To replace nuclear, Germany is pursuing an even more aggressive renewable energy program. In addition to installing more renewable capacity, the program will include “smart grid” investments that will make intermittent energy generation technologies more predictable, reliable and dispatchable.
Nuclear, while an impressive technology, has severe shortcomings. Plants take years to site and build, and are prohibitively expensive to safeguard adequately. In addition, there is still no solution for long-term spent fuel storage. Instead, the spent fuel remains in pools at the hundred odd plants around the United States. Then there is the scale problem: because the plants are so large, it is challenging to make up the supply if one goes down, and it takes a decade or so to build a new one.
Yesterday, a rare 5.8 magnitude earthquake hit Virginia and was felt all along the eastern seaboard. A major nuclear plant was shut down and the back-up generators were turned on to keep the nuclear fuel cooling system operational. At this time everything looks okay, but the Nuclear Regulatory Commission is overseeing a post-event analysis of a number of east coast plants.
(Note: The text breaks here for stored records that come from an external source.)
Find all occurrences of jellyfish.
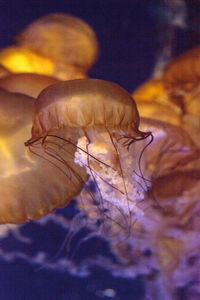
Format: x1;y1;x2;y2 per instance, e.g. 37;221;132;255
162;46;200;148
0;73;59;98
0;88;87;224
25;78;152;233
16;13;98;74
0;46;86;80
163;45;200;95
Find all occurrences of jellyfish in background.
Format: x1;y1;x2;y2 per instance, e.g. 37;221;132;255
15;13;98;79
0;73;59;98
0;88;87;224
0;46;86;80
130;46;200;298
133;78;183;126
162;45;200;149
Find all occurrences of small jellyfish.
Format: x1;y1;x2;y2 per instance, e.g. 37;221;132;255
0;88;87;224
0;73;59;98
16;13;98;73
25;78;151;231
0;46;85;80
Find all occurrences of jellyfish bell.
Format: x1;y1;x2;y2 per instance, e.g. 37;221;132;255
0;73;59;98
0;89;87;224
0;88;32;136
25;78;152;231
16;13;98;72
163;45;200;113
0;46;86;80
163;45;200;94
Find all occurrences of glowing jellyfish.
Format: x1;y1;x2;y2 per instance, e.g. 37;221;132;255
25;78;151;231
0;73;59;98
0;88;87;224
16;13;98;72
0;64;10;79
0;46;85;80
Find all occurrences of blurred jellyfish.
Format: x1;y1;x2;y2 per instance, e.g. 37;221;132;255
0;46;85;80
147;168;200;297
0;73;59;98
0;88;87;224
163;45;200;148
16;13;98;77
163;45;200;96
25;78;152;234
133;79;182;125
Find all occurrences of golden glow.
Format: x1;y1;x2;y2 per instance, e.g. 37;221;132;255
0;47;54;75
0;90;87;224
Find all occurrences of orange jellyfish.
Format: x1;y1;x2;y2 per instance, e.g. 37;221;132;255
163;45;200;94
25;78;152;230
163;45;200;113
0;46;85;80
0;73;59;98
16;13;98;76
0;88;87;224
162;46;200;148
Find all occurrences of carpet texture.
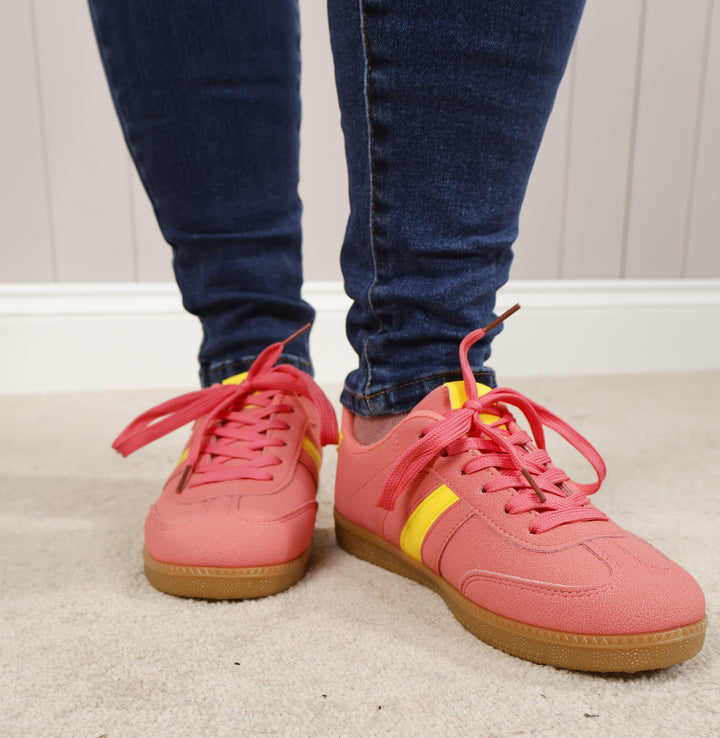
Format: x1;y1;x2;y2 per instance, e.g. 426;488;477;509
1;373;718;737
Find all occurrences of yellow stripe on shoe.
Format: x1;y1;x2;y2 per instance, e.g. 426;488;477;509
301;436;322;469
400;484;459;562
176;447;189;468
221;371;249;385
397;383;496;561
222;371;264;409
444;380;499;424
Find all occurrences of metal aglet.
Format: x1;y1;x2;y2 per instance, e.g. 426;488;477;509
521;468;546;503
176;464;193;494
480;303;521;335
281;323;312;347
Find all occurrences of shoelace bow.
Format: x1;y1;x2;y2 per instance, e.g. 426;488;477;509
112;333;338;491
377;307;608;534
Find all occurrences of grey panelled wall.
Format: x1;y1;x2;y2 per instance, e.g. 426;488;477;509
1;0;718;283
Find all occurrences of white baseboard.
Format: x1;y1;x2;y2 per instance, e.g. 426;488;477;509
1;279;719;393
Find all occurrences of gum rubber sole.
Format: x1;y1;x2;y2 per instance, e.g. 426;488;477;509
143;546;311;600
334;509;706;672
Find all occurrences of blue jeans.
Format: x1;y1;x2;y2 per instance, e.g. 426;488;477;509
88;0;584;416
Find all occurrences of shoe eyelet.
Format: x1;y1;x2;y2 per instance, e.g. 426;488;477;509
460;469;466;476
480;487;486;494
503;506;509;514
440;450;448;457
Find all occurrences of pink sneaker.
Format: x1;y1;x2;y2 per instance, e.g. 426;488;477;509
335;307;706;671
113;328;338;599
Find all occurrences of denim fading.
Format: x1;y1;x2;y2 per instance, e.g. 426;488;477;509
88;0;584;415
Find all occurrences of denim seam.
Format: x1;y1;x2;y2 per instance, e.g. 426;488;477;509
359;0;383;408
342;368;496;402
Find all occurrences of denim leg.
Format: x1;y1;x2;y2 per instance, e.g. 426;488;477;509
87;0;313;386
328;0;585;416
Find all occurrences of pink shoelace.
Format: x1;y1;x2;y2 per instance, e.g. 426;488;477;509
112;327;338;492
377;306;608;534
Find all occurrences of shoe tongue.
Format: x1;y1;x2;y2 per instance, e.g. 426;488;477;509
221;370;268;409
444;380;494;409
221;371;248;385
205;371;277;470
415;380;501;424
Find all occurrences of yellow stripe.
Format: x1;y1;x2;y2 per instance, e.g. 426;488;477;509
221;372;263;408
444;380;498;424
221;371;249;385
301;437;322;469
400;485;459;562
175;447;189;468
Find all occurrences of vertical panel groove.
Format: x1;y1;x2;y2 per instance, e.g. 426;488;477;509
28;0;57;282
681;0;714;277
621;0;648;278
557;48;578;278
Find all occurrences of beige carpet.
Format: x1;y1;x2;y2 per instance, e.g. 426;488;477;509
1;373;718;737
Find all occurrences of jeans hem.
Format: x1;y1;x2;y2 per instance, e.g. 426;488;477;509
340;366;497;416
200;352;313;387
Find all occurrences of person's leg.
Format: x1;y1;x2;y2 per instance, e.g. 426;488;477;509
329;0;706;672
88;0;313;385
91;0;340;599
328;0;584;418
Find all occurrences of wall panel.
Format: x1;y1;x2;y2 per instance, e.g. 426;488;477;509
0;0;54;281
33;0;134;281
298;0;347;282
1;0;719;284
685;2;720;276
511;57;572;279
624;0;709;277
562;0;643;278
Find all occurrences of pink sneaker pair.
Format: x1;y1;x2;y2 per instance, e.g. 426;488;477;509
114;313;706;672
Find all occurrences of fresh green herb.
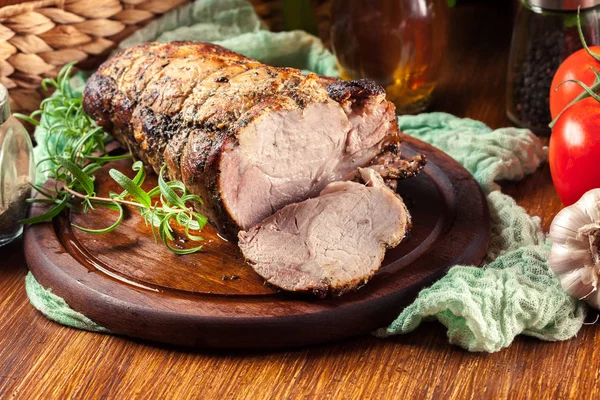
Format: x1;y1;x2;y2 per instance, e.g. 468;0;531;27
16;63;207;254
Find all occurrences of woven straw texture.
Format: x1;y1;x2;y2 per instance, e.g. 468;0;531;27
0;0;332;115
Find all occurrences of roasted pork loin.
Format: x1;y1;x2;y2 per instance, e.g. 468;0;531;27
238;168;410;296
83;42;415;239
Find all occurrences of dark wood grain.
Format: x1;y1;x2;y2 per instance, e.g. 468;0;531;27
24;136;490;348
0;2;593;399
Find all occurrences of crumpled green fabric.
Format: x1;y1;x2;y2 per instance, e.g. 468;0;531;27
25;273;109;333
374;114;586;352
27;0;586;352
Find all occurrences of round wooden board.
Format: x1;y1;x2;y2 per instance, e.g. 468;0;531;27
24;135;490;349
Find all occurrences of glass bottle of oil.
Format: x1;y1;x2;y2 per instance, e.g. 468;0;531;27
331;0;449;114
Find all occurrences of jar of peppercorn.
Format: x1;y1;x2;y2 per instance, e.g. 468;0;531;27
506;0;600;135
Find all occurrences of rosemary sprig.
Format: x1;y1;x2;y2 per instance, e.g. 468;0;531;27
17;63;207;255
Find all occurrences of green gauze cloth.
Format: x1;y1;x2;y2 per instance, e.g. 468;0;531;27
26;0;586;353
25;274;108;333
375;114;586;352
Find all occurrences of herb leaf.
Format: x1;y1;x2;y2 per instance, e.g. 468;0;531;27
72;202;124;234
109;168;152;208
20;195;69;224
158;165;185;209
57;156;95;195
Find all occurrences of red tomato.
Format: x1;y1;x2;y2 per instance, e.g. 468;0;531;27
549;46;600;119
549;97;600;206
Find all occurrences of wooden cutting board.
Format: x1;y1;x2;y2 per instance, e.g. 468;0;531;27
24;135;490;349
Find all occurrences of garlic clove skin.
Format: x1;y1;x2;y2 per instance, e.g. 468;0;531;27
548;243;590;275
549;188;600;310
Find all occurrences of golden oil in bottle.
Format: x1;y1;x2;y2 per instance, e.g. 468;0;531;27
331;0;448;114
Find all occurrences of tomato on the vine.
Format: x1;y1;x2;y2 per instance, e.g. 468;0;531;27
549;97;600;206
549;46;600;119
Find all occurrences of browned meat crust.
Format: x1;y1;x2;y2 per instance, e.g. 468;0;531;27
324;78;386;105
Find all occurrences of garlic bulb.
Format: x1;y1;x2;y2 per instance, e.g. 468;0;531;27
549;188;600;309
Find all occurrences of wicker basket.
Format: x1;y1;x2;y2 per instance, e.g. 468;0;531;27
0;0;333;115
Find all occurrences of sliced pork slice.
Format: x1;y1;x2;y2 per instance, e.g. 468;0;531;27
238;168;410;297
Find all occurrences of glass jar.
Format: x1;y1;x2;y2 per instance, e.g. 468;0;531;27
0;84;35;246
330;0;449;114
506;0;600;135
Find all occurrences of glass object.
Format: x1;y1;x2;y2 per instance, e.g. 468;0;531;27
330;0;449;114
506;0;600;135
0;84;35;246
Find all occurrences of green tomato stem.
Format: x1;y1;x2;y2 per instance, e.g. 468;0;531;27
549;79;600;129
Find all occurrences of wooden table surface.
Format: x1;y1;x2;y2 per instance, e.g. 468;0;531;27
1;2;596;399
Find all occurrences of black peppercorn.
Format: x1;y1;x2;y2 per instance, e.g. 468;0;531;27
512;30;565;135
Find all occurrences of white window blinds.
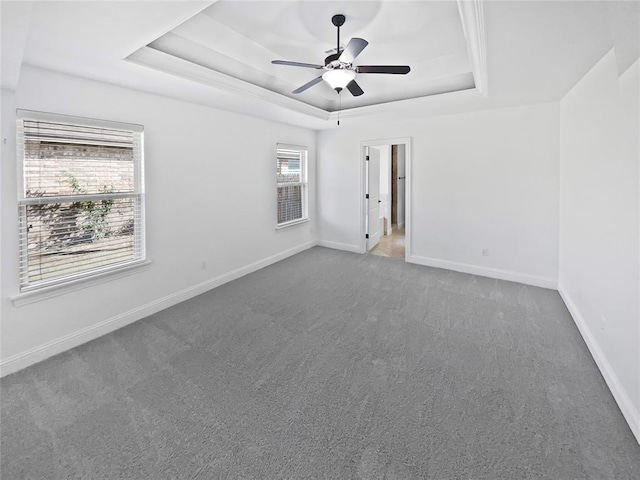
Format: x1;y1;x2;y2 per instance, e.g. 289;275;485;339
17;110;145;292
276;144;308;226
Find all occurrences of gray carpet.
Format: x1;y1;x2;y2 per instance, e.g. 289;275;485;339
1;247;639;479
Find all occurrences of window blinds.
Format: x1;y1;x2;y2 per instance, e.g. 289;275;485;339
17;110;145;291
276;145;308;226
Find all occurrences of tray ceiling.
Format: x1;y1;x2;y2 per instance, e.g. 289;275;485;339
129;1;476;113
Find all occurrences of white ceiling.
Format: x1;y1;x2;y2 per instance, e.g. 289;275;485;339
1;1;637;130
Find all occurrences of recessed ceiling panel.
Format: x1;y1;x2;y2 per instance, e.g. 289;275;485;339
131;0;475;112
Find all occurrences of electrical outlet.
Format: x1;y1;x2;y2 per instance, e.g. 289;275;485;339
482;248;489;256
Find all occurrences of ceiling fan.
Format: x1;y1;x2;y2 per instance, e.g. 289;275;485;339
271;14;411;97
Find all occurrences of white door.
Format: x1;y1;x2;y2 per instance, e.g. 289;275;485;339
366;147;382;250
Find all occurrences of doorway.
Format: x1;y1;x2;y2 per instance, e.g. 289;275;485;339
361;138;411;260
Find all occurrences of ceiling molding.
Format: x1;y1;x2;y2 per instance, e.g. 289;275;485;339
127;45;484;128
457;0;488;96
125;46;329;121
126;44;479;126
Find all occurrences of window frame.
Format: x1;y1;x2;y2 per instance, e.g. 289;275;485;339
16;109;146;294
276;144;309;229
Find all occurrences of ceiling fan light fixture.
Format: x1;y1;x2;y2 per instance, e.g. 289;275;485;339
322;69;355;91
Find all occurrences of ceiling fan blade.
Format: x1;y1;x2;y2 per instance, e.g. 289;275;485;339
292;75;324;94
346;80;364;97
357;65;411;74
272;60;324;69
338;38;368;64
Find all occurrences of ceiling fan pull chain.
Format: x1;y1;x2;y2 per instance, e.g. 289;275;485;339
338;92;341;126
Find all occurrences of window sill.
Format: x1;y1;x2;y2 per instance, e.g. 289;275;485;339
276;218;309;230
11;259;152;307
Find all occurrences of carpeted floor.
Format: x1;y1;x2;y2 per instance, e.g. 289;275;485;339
1;247;639;479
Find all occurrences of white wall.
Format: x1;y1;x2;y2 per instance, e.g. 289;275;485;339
0;88;17;334
0;66;317;373
559;50;640;440
317;103;560;287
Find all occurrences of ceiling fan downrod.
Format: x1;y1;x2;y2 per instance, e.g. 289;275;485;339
329;14;348;94
332;14;345;57
333;14;345;123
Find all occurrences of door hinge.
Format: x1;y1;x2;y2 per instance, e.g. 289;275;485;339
366;156;370;161
365;194;369;199
365;234;369;239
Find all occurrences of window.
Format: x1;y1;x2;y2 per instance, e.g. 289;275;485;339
17;110;145;292
276;144;308;227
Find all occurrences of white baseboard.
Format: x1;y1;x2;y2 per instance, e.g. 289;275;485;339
317;239;363;254
558;283;640;444
406;254;557;289
0;241;316;377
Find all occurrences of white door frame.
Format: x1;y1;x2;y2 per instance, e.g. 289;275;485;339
359;137;412;259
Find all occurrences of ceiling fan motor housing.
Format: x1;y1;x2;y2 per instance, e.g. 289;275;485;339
324;52;342;66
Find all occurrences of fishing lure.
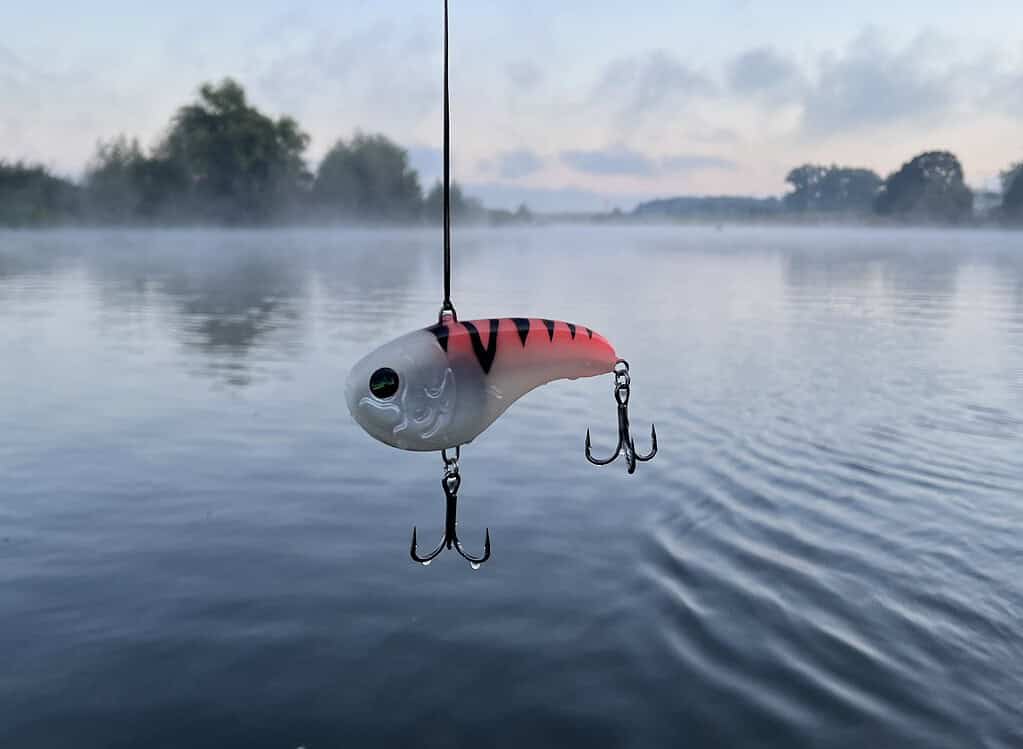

We recommend reading “Brittle Power” and “Small is Profitable” by Amory Lovins, the highly regarded scientist at the Rocky Mountain Institute, for deeper insight into the shortcomings of the large, centralized power infrastructure that defines the current paradigm. One theme that Mr. Lovins emphasizes is that we should look to biology when considering how to optimize systems. He states that:
“An important lesson from the biological metaphor is that ecosystems disperse their control into a myriad local and systemic feedback loops rather than a rigidly centralized hierarchical control. The human body does much the same: breathing, heartbeats, digestion, etc. are routinely controlled by local physiological and endocrine feedback mechanisms rather than requiring constant control by the higher functions of the brain, which usually has better things to do.”